退職金の割引計算

 先日のエントリでは大学教員の生涯賃金試算を行いました.しかし,優秀な先生方のもう一つの悩みどころは移籍の問題でしょう.
 First Jobが賃金・研究環境・見栄えetc.について十分満足できるものだというラッキーな人はほとんどいないと思います.また30代前半であれば,よりよい待遇を求めての移籍にはそれほど抵抗がないでしょう.問題は40歳近く,またはそれ以上の年齢になってからの移籍の問題です.たいていの場合,移籍は金銭的には「損」です……これははっきりしている.では,どれだけ損なのでしょう.
 そこで必要になるのは割引価値の考え方です*1


 ここでも,ふたたび上の中くらいの給与の私大間で移籍するケースを考えます.


 先日のエントリによると,35年65歳での退職金は4500万円です.簡単のためにこれを30歳時点での価値に換算しましょう.使用する割引率は3.7%とします*2.すると,65歳定年時の退職金の30歳時点での価値は1260万円となります.
 一方,40歳で一度移籍し,65歳で定年を迎える場合を考えます.40歳時点での基本給は50万円,勤続10年での退職金掛け率は10とします.すると,30歳時点価値は340万円.65歳の時の基本給は70万円,勤続25年で掛け率は35としてすると,その30歳時点価値は690万円……あわせて1070万円です.
 したがって,似たような待遇の大学に40歳で移籍することは……30歳の時に200万損をするのと(または40歳のときに約290万損をするのと)同じくらいの損!ということがわかりました.
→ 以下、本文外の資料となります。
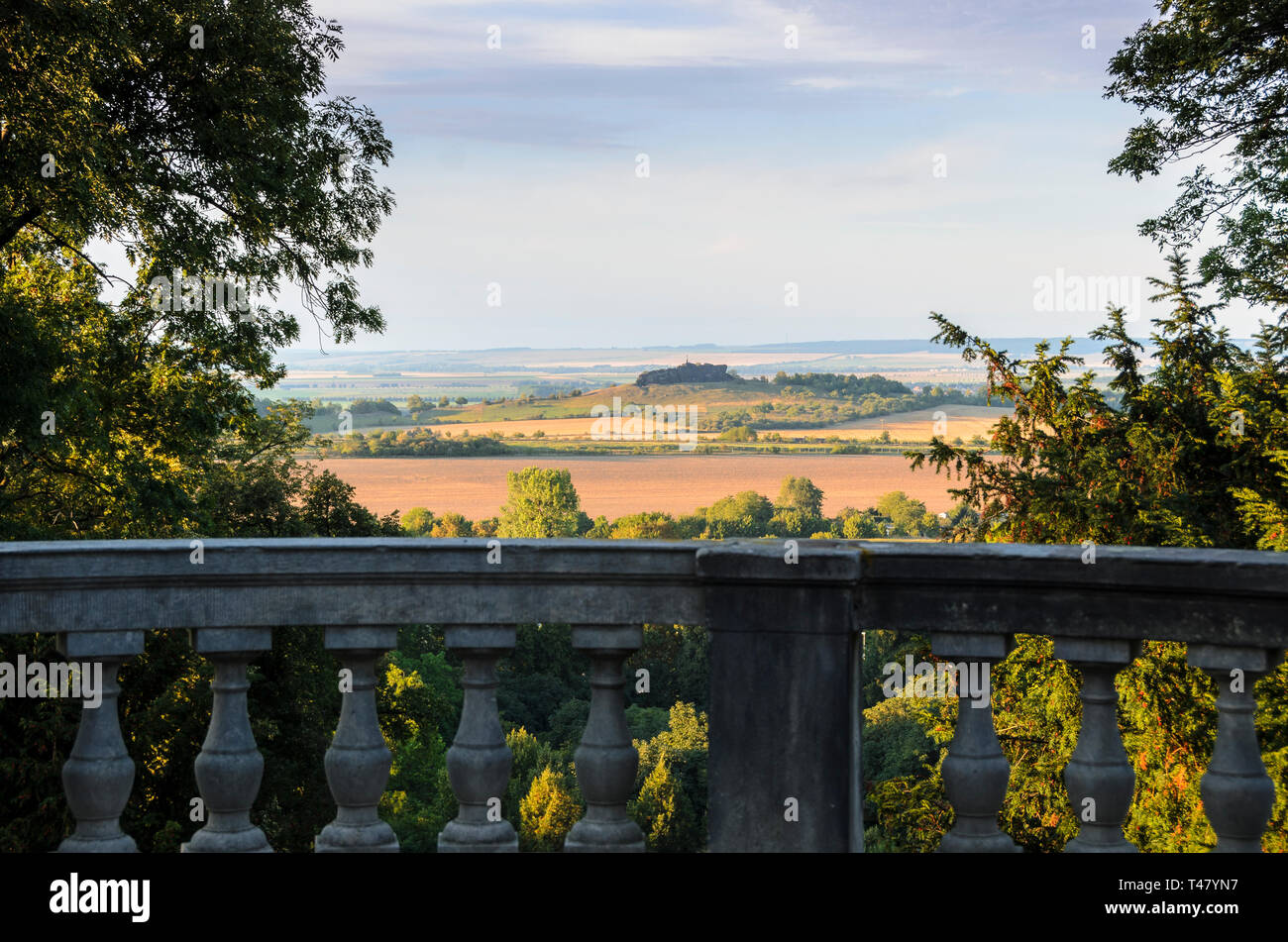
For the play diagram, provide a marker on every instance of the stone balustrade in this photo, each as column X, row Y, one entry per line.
column 786, row 622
 移籍するたびに1000万円の損……という話を良く聞きますが,ローンの繰り上げ返済を考慮するとまぁそこまでの損ではないみたいです.よりよい研究環境等が200万〜300万で買えるのが安いか高いかは僕にはわかりませんが…….
 それにしても『首都圏私大の賃金及び教育・研究・労働条件』は使える本だなぁ.主要私大のほとんどの賃金やら手当が書いてあります.組合とかにおいてあると思うので,皆さん是非とも入手しておくべきだと思います.

*1:よく考えたら,昨日の生涯賃金計算も22歳時点価値で計算しないと比較として変ですね.モデル給与表があればできるんですが,どなたかよいサイトをご存じないでしょうか?